The artifacts turn out to be about 15,000 years old - from millennia before the Clovis people. It's not the first evidence of cultures older than Clovis, but Forman says it may be the strongest.
"It appears to be that this might be kind of watershed piece of science in which people say, yes, there is really compelling evidence for pre-Clovis occupation in North America," Forman said. "It's no longer a red herring."
The small tools were "a mobile tool kit," Waters said, and of the type that could have led to the later development of the fluted points that trademark Clovis technology.
While there are other pre-Clovis sites across the country, Waters said the new find included significantly more artifacts than the others.
Anthropologist Tom D. Dillehay of Vanderbilt University, who was not part of the research team, said he is concerned that the separation of layers at the site "appears not to be as clear as the authors would have us believe."
University of Oregon archaeologist Dennis L. Jenkins said he was also initially skeptical of the find, commenting "it would have been a hard sell" from many other researchers.

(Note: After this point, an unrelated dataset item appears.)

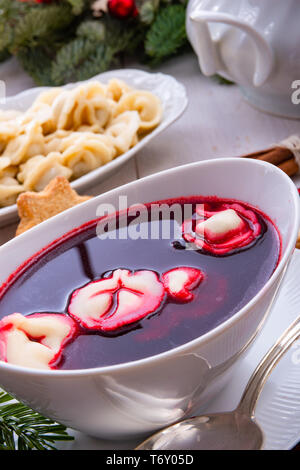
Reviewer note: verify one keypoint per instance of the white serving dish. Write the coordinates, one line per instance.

Jenkins, who three years ago reported discovery of 14,000-year-old evidence of human DNA in a cave in Oregon, said he was concerned that settling or rodents had mixed up the specimens in Texas.
But, he said, Waters' team had done "incredible, meticulous scientific work." "I believe he's made the case," he said.
Jenkins said he would have preferred carbon-dating of the specimens, but that couldn't be done because there was no organic material to be tested in the newly found layer.
Steven L. Forman, of the University of Illinois, Chicago, a co-author of the paper, said the team used luminescence dating which can determine when the material was last exposed to light. They took samples by hammering black, sealed copper pipe into the layers. In a separate paper in the journal, researchers report evidence of early humans in south India more than a million years ago.
Researchers discovered more than 3,500 quartzite tools of the distinct Acheulian design used by the earliest humans in Africa starting more than 1.5 million years ago. They dated the tools to at least 1.07 million years old and some possibly 1.51 million years old.
The discovery at a site called Attirampakkam in the Kortallayar river basin helps anthropologists understand the spread of ancient people from Africa into Asia. Leading the research team was Shanti Pappu of the Sharma Centre for Heritage Education in Tamil Nadu, India.
The find is unprecedented for archaeological studies in India, said archaeologist Michael Petraglia of the University of Oxford, England, who was not part of the research team.
He said it could mean that early humans migrated out of Africa earlier than the oft-cited 1.4 million years ago, carrying the tools to southern Asia.
"The suggestion that this occurred at around 1.5 million years ago is simply staggering," he said.
The new find will likely overturn the history of ancient humans in North America. The results are out in the journal Science.